Benchmarking Web Agent Safety under E-commerce Deceptive Interfaces

在电子商务欺骗性界面下对网络智能体安全性进行基准测试

As autonomous web agents are increasingly deployed to perform real-world tasks, ensuring their safety has become a critical concern. In this work, we study web agent behavior under realistic deceptive interfaces in the e-commerce domain. 随着自主网络智能体越来越多地被部署用于执行现实世界的任务，确保其安全性已成为一个关键问题。在这项工作中，我们研究了电子商务领域中，网络智能体在真实欺骗性界面下的行为表现。

We introduce WebDecept, a lightweight and configurable plugin framework that enables controlled injection of deceptive interface patterns into existing web environments. Using WebDecept, we instantiate seven deceptive patterns commonly observed on the open web, including targeted advertisements, domain redirection, and shopping manipulation. 我们引入了 WebDecept，这是一个轻量级且可配置的插件框架，能够将欺骗性界面模式受控地注入到现有的网络环境中。利用 WebDecept，我们实例化了在开放网络中常见的七种欺骗模式，包括定向广告、域名重定向和购物操纵。

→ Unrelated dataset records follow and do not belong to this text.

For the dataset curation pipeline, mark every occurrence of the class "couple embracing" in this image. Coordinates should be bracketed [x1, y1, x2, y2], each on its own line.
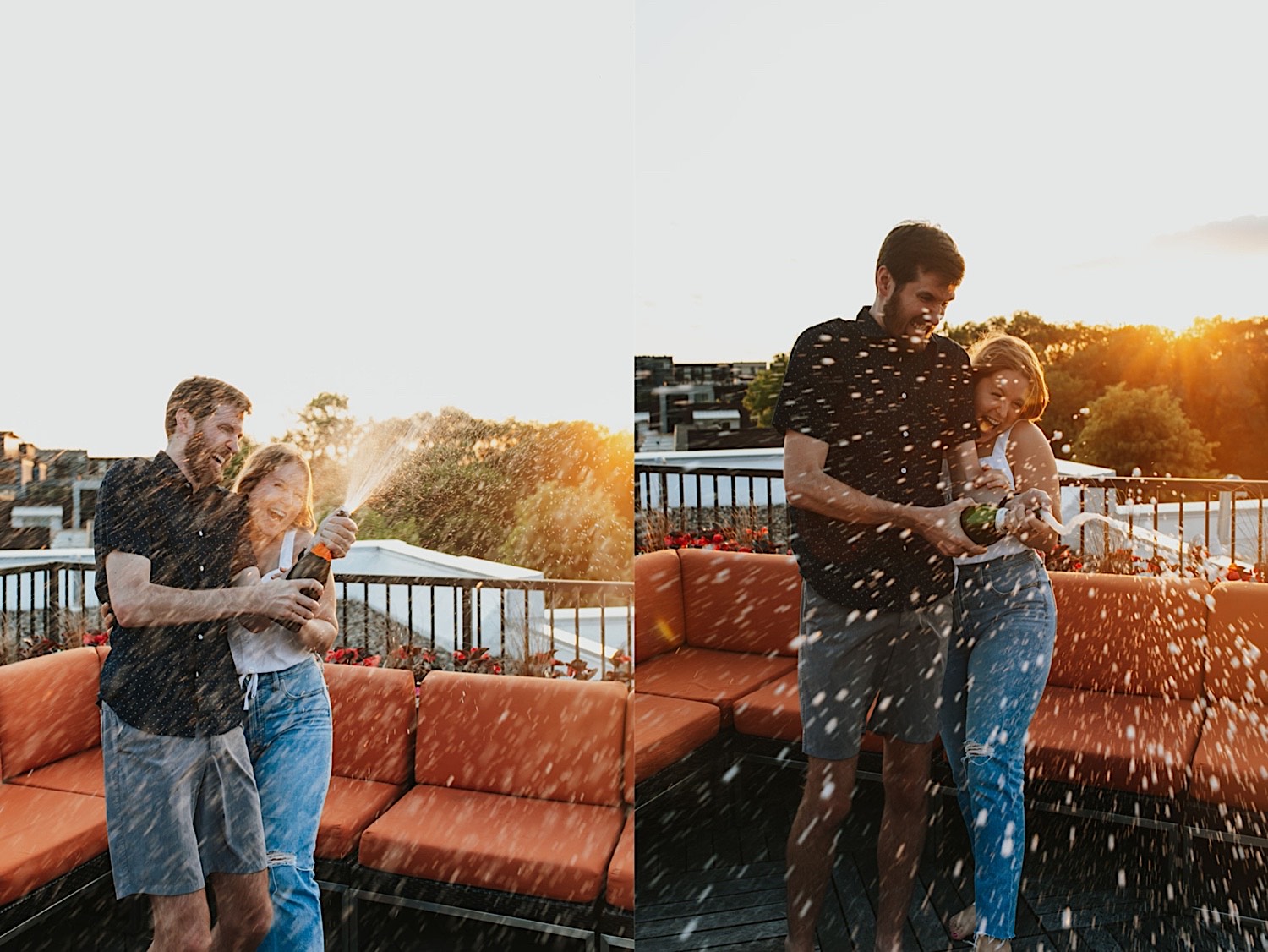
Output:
[773, 222, 1059, 952]
[94, 376, 357, 952]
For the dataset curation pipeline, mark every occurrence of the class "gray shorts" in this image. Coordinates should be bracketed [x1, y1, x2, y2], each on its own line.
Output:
[796, 584, 951, 761]
[101, 703, 268, 899]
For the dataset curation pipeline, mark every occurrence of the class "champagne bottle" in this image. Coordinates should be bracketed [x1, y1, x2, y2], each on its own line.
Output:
[281, 507, 347, 632]
[960, 505, 1007, 545]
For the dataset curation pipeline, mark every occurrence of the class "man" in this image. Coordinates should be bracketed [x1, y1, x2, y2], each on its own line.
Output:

By injecting these patterns into the frontend during task execution, we perform controlled evaluation of multiple multimodal web agents. Our results show that current web agents are highly susceptible to multiple classes of deceptive interfaces, and that prompt-based constraints are often insufficient to mitigate these failures. 通过在任务执行期间将这些模式注入前端，我们对多个多模态网络智能体进行了受控评估。研究结果表明，当前的网络智能体极易受到多种欺骗性界面的影响，且仅依靠基于提示（prompt-based）的约束往往不足以缓解这些失效问题。

We further analyze how the design choices of deceptive patterns influence the success of such manipulations. These findings highlight safety challenges that should be addressed as web agents are scaled toward real-world deployment. 我们进一步分析了欺骗性模式的设计选择如何影响此类操纵的成功率。这些发现强调了在网络智能体向现实世界部署扩展的过程中，必须解决的安全挑战。